Tucked away in a corner of Christchurch Gardens, opposite New Scotland Yard in Victoria Street, St James, this memorial was only erected in 1970.
Designed to resemble an uncurling scroll, the bronzed glass fibre scroll – designed by Edwin Russell – was put there by the Suffragette Fellowship (a group which was founded in 1926 to commemorate the suffrage movement of the early 20th century) and dedicated to the “courage and perseverance of all those men and women who in the long struggle for votes for women, selflessly braved derision, opposition and ostracism, many enduring physical violence and suffering”.
The monument, which is located near Caxton Hall – a now-listed building opened as the Westminster Town Hall in 1883 and “historically associated with women’s suffrage meetings”, was unveiled by former campaigner and hunger-striker Lillian Lenton.
While we’re on the subject of women’s suffrage, we should also mention the memorial to the most prominent member of the early 20th century women’s suffrage movement, Emmeline Pankhurst (1857-1928).
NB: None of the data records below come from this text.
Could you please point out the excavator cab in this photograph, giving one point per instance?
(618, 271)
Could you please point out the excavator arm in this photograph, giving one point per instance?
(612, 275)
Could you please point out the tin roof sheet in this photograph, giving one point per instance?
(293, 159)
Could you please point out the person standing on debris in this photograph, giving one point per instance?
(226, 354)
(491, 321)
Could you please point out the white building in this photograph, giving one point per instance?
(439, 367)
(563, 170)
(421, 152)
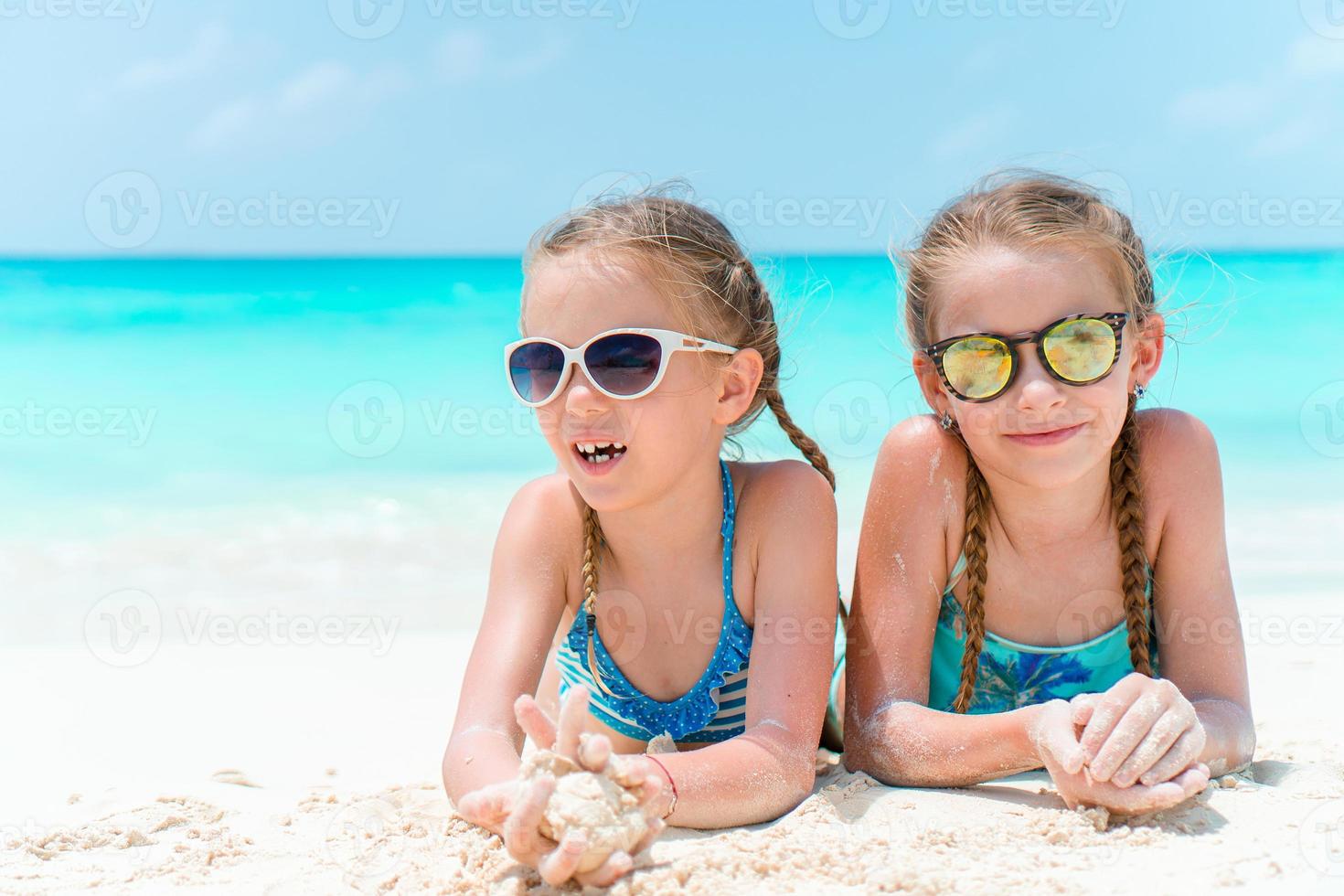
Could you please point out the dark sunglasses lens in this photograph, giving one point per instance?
(624, 363)
(535, 369)
(1081, 351)
(977, 367)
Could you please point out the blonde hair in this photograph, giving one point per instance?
(711, 285)
(1037, 212)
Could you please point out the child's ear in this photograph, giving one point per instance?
(1148, 351)
(930, 384)
(738, 384)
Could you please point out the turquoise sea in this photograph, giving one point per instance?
(134, 389)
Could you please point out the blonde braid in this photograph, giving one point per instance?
(976, 549)
(592, 541)
(1128, 506)
(800, 440)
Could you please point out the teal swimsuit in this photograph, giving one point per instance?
(1018, 675)
(1014, 675)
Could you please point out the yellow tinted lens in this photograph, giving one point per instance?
(1081, 351)
(977, 367)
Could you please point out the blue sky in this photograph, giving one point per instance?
(457, 126)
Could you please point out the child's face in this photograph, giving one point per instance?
(1006, 292)
(677, 426)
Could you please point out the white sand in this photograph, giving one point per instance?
(312, 770)
(300, 767)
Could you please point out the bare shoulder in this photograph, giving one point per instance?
(921, 466)
(1179, 453)
(546, 516)
(783, 491)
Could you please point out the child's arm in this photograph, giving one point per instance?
(889, 731)
(771, 767)
(1144, 730)
(523, 609)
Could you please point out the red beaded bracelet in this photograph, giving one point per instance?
(669, 781)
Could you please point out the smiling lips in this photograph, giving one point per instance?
(1049, 437)
(598, 455)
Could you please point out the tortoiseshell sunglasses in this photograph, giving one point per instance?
(1077, 349)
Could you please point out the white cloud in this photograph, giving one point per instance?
(461, 57)
(325, 97)
(314, 86)
(465, 55)
(1316, 55)
(1287, 137)
(206, 53)
(1227, 105)
(977, 132)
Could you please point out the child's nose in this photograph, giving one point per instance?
(1037, 389)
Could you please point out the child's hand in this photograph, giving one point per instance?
(1055, 738)
(1141, 730)
(593, 752)
(522, 827)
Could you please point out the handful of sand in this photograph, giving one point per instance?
(594, 804)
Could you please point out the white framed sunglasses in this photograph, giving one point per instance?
(620, 363)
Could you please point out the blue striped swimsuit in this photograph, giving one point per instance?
(712, 709)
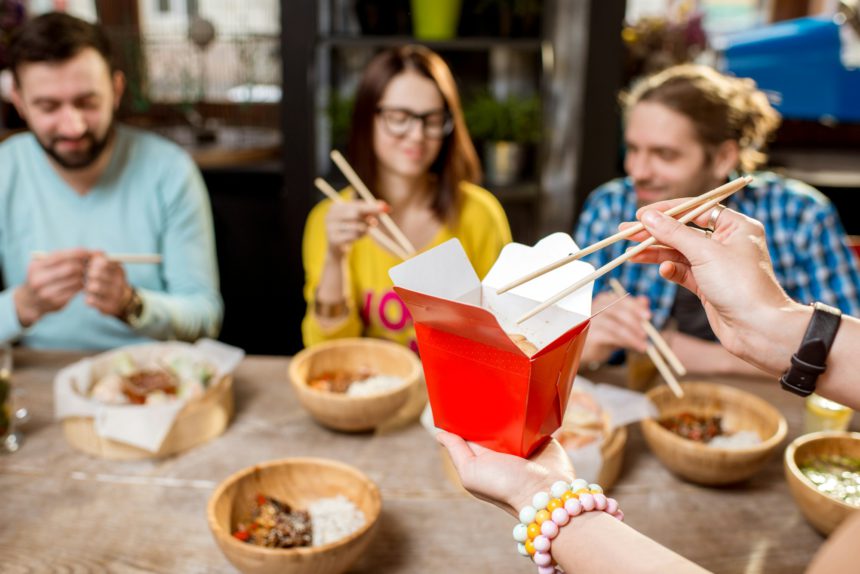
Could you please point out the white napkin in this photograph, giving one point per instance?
(623, 407)
(143, 426)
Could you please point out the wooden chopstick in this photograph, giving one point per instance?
(664, 371)
(655, 336)
(375, 233)
(365, 194)
(686, 218)
(142, 258)
(732, 186)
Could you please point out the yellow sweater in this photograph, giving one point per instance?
(374, 309)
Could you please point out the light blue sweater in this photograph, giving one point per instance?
(151, 199)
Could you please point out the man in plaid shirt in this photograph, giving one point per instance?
(690, 129)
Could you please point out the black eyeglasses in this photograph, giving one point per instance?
(435, 124)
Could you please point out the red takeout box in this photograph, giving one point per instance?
(481, 385)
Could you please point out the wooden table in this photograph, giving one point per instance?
(63, 510)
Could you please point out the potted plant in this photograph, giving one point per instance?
(435, 19)
(340, 118)
(507, 127)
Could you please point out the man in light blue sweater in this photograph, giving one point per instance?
(79, 188)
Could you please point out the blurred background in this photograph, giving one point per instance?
(259, 91)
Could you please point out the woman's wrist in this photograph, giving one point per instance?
(525, 495)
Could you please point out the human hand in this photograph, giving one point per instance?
(731, 272)
(348, 221)
(52, 281)
(505, 480)
(106, 287)
(617, 327)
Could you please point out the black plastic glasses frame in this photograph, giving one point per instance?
(444, 130)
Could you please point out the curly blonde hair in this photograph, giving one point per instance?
(721, 107)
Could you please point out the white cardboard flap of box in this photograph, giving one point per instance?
(445, 272)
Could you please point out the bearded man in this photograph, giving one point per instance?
(80, 188)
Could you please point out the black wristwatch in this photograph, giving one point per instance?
(810, 359)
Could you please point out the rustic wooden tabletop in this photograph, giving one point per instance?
(61, 510)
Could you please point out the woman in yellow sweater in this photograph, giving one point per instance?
(409, 143)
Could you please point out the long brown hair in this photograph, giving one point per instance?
(721, 107)
(457, 160)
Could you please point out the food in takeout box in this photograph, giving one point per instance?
(147, 400)
(482, 385)
(174, 375)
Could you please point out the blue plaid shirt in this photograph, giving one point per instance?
(807, 243)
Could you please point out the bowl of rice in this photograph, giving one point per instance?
(713, 435)
(294, 516)
(355, 384)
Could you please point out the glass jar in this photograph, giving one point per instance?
(824, 414)
(10, 438)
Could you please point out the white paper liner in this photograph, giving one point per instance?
(622, 406)
(142, 426)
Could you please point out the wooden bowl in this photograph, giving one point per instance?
(824, 512)
(297, 482)
(349, 413)
(705, 464)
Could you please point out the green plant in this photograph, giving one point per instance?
(340, 115)
(515, 119)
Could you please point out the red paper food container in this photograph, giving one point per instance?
(481, 385)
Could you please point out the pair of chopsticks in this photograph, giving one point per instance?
(400, 246)
(142, 258)
(658, 345)
(691, 208)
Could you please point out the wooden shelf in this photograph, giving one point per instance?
(466, 44)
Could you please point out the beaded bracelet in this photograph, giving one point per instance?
(540, 522)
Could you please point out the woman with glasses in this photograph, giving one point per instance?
(410, 145)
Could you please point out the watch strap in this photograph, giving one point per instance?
(810, 360)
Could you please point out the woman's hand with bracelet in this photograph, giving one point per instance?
(505, 480)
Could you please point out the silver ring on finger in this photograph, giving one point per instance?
(712, 219)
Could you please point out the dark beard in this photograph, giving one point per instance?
(84, 159)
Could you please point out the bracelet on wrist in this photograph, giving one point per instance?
(541, 521)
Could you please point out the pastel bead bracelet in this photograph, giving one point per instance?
(540, 523)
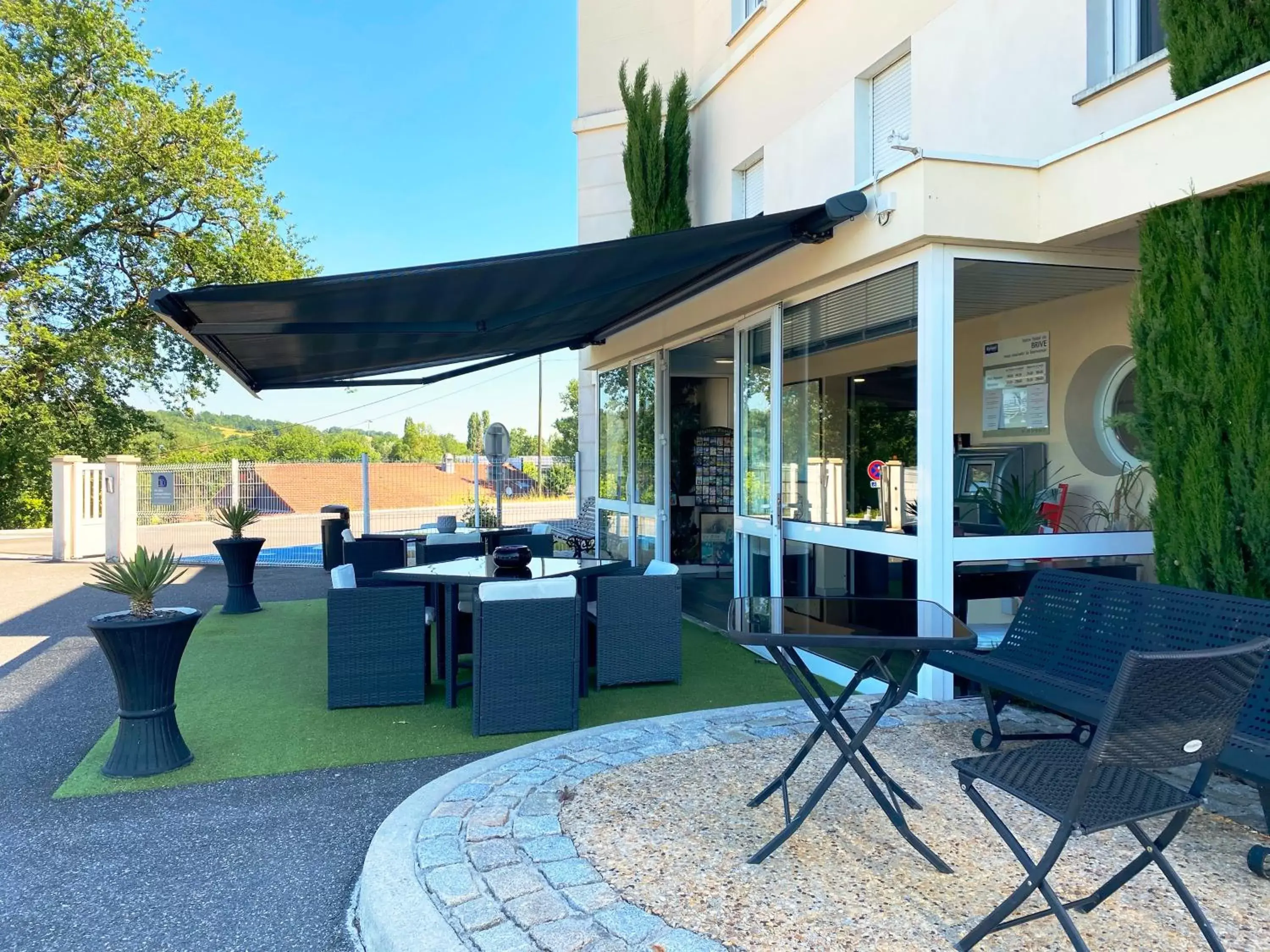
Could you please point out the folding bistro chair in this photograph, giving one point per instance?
(1166, 710)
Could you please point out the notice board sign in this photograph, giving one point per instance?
(162, 489)
(1016, 386)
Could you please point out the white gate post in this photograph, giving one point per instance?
(66, 504)
(121, 507)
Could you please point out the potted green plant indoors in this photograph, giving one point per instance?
(239, 555)
(144, 647)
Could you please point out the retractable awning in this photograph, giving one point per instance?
(332, 332)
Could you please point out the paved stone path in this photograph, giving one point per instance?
(496, 864)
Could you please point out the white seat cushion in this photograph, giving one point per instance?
(529, 588)
(660, 568)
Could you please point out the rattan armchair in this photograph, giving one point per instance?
(525, 657)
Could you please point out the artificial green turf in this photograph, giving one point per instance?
(252, 701)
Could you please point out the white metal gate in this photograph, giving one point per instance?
(91, 518)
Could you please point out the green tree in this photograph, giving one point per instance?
(566, 442)
(1213, 40)
(656, 155)
(1202, 337)
(115, 179)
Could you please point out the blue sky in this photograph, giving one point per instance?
(406, 132)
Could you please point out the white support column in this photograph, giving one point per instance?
(66, 504)
(935, 446)
(121, 507)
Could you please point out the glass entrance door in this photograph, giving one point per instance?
(759, 440)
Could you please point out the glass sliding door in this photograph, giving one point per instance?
(644, 442)
(630, 450)
(759, 440)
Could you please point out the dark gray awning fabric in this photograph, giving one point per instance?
(334, 330)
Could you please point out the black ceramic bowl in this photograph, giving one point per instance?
(512, 556)
(517, 572)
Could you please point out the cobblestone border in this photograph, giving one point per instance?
(482, 865)
(492, 869)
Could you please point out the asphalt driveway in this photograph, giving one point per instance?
(258, 864)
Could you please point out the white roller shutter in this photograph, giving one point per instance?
(752, 191)
(892, 111)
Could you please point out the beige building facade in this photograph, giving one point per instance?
(969, 332)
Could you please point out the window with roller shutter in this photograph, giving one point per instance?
(751, 184)
(891, 111)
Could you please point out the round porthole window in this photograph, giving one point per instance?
(1118, 399)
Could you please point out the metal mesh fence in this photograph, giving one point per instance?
(176, 503)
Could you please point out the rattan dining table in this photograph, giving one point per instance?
(447, 577)
(881, 639)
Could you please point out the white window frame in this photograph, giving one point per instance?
(740, 184)
(1115, 40)
(743, 12)
(865, 115)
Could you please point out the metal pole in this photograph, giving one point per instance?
(366, 494)
(540, 424)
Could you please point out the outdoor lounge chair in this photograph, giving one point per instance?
(1065, 647)
(1165, 710)
(371, 555)
(525, 657)
(639, 626)
(376, 644)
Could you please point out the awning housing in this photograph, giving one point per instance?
(341, 329)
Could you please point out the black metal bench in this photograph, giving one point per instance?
(1065, 649)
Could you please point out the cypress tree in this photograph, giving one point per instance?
(656, 160)
(1202, 336)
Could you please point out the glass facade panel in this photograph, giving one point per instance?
(813, 570)
(614, 433)
(757, 553)
(646, 540)
(1044, 399)
(615, 531)
(850, 398)
(756, 422)
(646, 433)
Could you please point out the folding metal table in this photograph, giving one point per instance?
(886, 639)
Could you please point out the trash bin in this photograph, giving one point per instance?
(332, 536)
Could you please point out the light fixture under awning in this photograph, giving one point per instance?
(338, 330)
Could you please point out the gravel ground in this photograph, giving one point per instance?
(261, 864)
(672, 834)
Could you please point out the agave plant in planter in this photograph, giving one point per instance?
(144, 647)
(239, 556)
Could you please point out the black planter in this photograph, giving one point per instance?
(144, 657)
(239, 556)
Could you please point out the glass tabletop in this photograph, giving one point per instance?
(846, 622)
(483, 569)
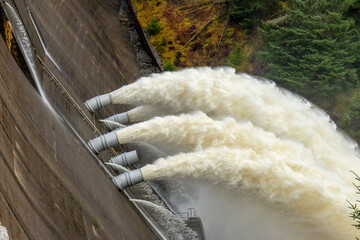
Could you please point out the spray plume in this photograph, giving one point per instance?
(302, 189)
(176, 227)
(198, 132)
(221, 92)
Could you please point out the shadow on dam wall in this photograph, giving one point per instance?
(51, 185)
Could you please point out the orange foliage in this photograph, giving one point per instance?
(180, 21)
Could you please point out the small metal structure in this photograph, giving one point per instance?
(121, 118)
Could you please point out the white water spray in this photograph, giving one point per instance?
(3, 233)
(264, 141)
(301, 189)
(221, 92)
(175, 225)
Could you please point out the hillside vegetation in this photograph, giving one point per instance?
(311, 47)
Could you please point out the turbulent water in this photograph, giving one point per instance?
(3, 233)
(252, 137)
Located not far away in Victoria Tower Gardens, right under the shadow of Victoria Tower at the southern end of the Houses of Parliament, stands a 1930 statue of the suffrage leader, who was imprisoned for her stand.
The statue is accompanied by two bronze medallions – one commemorating Mrs Pankhurst’s daughter and suffragette, Dame Christabel Pankhurst (1880-1958), and the other showing the badge of the Women’s Social Political Union (WSPU).